An Obama snub for Bouterse

SURINAME’S NEWLY-elected Head of State, Desi Bouterse, has received a diplomatic snub from President Barack Obama on his current visit to New York for the new session of the United Nations General Assembly. The Sunday Chronicle was reliably informed that President Bouterse was the only Head of Government of the 14 independent member countries of the Caribbean Community (CARICOM) to have been excluded from the US President’s traditional reception for foreign leaders attending the start of a new session of the UN General Assembly.
Venue for the glittering occasion last Thursday evening, from which Bouterse was excluded by non-invitation, was the US Museum of National History, and came as a surprise to his fellow CARICOM leaders.
In reflecting the sentiment of other colleagues, one CARICOM leader said that it was “a regrettable occurrence and quite unexpected, although we recognise that it’s the prerogative of the host of such an event to determine his list of guests…”
However, on the following day, September 24, President Bouterse was participating with other CARICOM Heads of Government in a meeting at UN headquarters that discussed a range of outstanding matters, including the elusive issue of ‘governance’.
The meeting was presided over by Prime Minister Bruce Golding, as CARICOM’s current chairman.
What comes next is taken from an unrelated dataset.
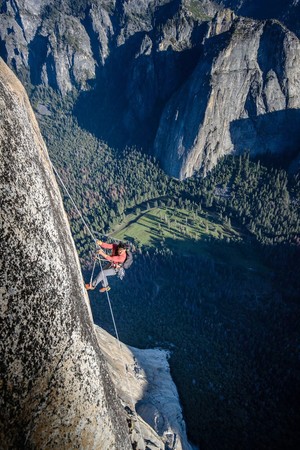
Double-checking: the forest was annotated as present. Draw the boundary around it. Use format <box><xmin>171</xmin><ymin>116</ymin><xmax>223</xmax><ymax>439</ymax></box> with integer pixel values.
<box><xmin>35</xmin><ymin>91</ymin><xmax>300</xmax><ymax>450</ymax></box>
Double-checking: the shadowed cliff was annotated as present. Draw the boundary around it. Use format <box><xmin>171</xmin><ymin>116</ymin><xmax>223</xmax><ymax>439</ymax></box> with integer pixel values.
<box><xmin>230</xmin><ymin>109</ymin><xmax>300</xmax><ymax>162</ymax></box>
Bouterse subsequently met with some Latin American Heads of State.
Following the success of Bouterse’s ‘Mega Combination’ alliance in securing the majority of seats for the 50-member parliament at last May’s general election, the 69-year-old ex-military strongman was endorsed by 36 votes — two more than a required two thirds — as the new Head of State of the former Dutch colony last month.
Eleven years ago Bouterse, who headed a successful military coup in 1982 against an elected government, was sentenced in his absence by a Dutch court on claims of cocaine trafficking. He never served the sentence and, under Suriname’s law, its nationals cannot be extradited to any foreign state.
Still pending is an on-and-off military court trial for his alleged involvement in the killings of 15 political opponents, including five journalists in 1982.
Bouterse has consistently denied direct involvement, but accepted responsibility for the killings as the then military ruler of Suriname. The court trial has again been suspended, this time since Bouterse’s inauguration as President on August 12.
The Surinamese leader paid an official visit to Guyana on September 6 when he held talks with President Bharrat Jagdeo and paid a courtesy call on CARICOM’s retiring Secretary-General, Edwin Carrington at the Community’s Secretariat.